Inszenierter Mythos

Die Tour de France und die Medien kommen ohne einander nicht aus. Von Ralf Schröder und Hubert Dahlkamp

Ihre Dramen haben den größten Thrill, ihre Tragik ist endlos tief und ihre Helden verbreiten den größten Glamour. Sie ist die älteste der großen Rundfahrten, und ihr Name ist ein Begriff, der selbst sportlichen Laien etwas sagt. Wie Wimbledon im Tennis und der Ironman im Triathlon ist die Tour de France der Megamythos ihrer Sportart, eine zentrale Institution, der alles andere nachgeordnet ist.

»Le Tour« lehrt, dass der Rang einer sportlichen Veranstaltung keineswegs ausschließlich von den Leistungen der Athleten abhängt. Sie muss vielmehr Stoff für große, universell verständliche Geschichten bieten, und sie braucht Leute, die diese Geschichten erzählen.
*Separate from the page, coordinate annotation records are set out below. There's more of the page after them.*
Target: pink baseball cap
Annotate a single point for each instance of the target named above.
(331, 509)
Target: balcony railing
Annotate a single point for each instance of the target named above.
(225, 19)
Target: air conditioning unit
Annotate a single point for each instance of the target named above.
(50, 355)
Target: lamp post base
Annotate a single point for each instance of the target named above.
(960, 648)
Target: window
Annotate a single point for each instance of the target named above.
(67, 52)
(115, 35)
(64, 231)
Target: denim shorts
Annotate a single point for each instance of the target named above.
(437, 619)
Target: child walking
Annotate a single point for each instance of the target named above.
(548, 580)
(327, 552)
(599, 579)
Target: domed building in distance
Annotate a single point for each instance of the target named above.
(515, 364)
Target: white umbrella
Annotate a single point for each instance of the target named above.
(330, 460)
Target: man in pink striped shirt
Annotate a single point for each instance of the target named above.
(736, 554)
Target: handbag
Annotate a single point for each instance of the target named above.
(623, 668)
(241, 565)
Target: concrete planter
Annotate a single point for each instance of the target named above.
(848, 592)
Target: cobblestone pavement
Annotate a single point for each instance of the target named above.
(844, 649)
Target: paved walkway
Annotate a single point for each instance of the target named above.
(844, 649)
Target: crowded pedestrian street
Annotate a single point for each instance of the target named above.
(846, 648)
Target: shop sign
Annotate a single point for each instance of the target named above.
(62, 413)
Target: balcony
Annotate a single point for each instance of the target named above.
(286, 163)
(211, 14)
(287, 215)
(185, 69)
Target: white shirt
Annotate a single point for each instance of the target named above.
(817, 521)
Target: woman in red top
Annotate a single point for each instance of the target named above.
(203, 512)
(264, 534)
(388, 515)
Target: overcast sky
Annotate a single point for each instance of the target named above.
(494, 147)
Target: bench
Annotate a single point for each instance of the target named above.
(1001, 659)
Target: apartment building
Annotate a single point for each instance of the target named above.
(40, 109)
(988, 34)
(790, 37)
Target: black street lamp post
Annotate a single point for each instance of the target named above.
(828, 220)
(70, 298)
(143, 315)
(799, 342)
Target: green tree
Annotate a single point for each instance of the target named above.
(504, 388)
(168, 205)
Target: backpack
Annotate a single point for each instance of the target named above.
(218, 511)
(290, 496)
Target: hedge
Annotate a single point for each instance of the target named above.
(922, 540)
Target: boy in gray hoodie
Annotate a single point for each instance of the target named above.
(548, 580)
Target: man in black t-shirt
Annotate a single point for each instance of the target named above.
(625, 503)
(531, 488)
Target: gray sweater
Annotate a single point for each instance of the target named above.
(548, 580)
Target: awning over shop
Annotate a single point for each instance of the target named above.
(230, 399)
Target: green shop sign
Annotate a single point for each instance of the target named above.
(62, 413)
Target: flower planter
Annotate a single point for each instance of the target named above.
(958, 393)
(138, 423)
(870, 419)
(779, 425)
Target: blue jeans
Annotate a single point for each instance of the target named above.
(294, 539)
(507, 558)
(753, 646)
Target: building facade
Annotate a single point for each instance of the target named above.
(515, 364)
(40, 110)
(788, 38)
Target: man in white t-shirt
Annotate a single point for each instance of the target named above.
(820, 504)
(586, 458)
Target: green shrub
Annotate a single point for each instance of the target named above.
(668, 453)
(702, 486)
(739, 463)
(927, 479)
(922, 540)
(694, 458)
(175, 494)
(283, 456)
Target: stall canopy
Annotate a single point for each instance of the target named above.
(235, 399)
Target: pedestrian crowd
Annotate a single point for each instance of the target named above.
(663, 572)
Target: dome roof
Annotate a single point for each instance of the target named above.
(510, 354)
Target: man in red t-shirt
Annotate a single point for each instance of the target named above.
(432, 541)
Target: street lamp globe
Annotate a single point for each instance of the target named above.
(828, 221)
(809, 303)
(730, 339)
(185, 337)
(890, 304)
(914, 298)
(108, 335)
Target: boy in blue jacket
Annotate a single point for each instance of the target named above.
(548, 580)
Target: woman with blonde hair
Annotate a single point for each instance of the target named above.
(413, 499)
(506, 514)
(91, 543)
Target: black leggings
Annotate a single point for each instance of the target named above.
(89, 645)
Bei der Tour, die von den Redakteuren einer Sportzeitung erfunden wurde, hat dieses Wechselspiel von Beginn an funktioniert. Der Sport garantierte den Wert des Berichts, und der Bericht vervielfachte den Wert des Sports.

Die Tour wurde zum roten Faden der Radsportgeschichte. Der wichtigste Grund für den Erfolg der Veranstaltung liegt in ihrer ständig weiterentwickelten Fähigkeit, die Menschen richtig anzusprechen. Die Rundfahrt war von Beginn an als eine Plattform für das Außergewöhnliche, für das Mystische, für das Legendäre konstruiert worden, und sie fand immer Mittel, diesen Anspruch umzusetzen, selbst wenn er selten so eindeutig formuliert wurde.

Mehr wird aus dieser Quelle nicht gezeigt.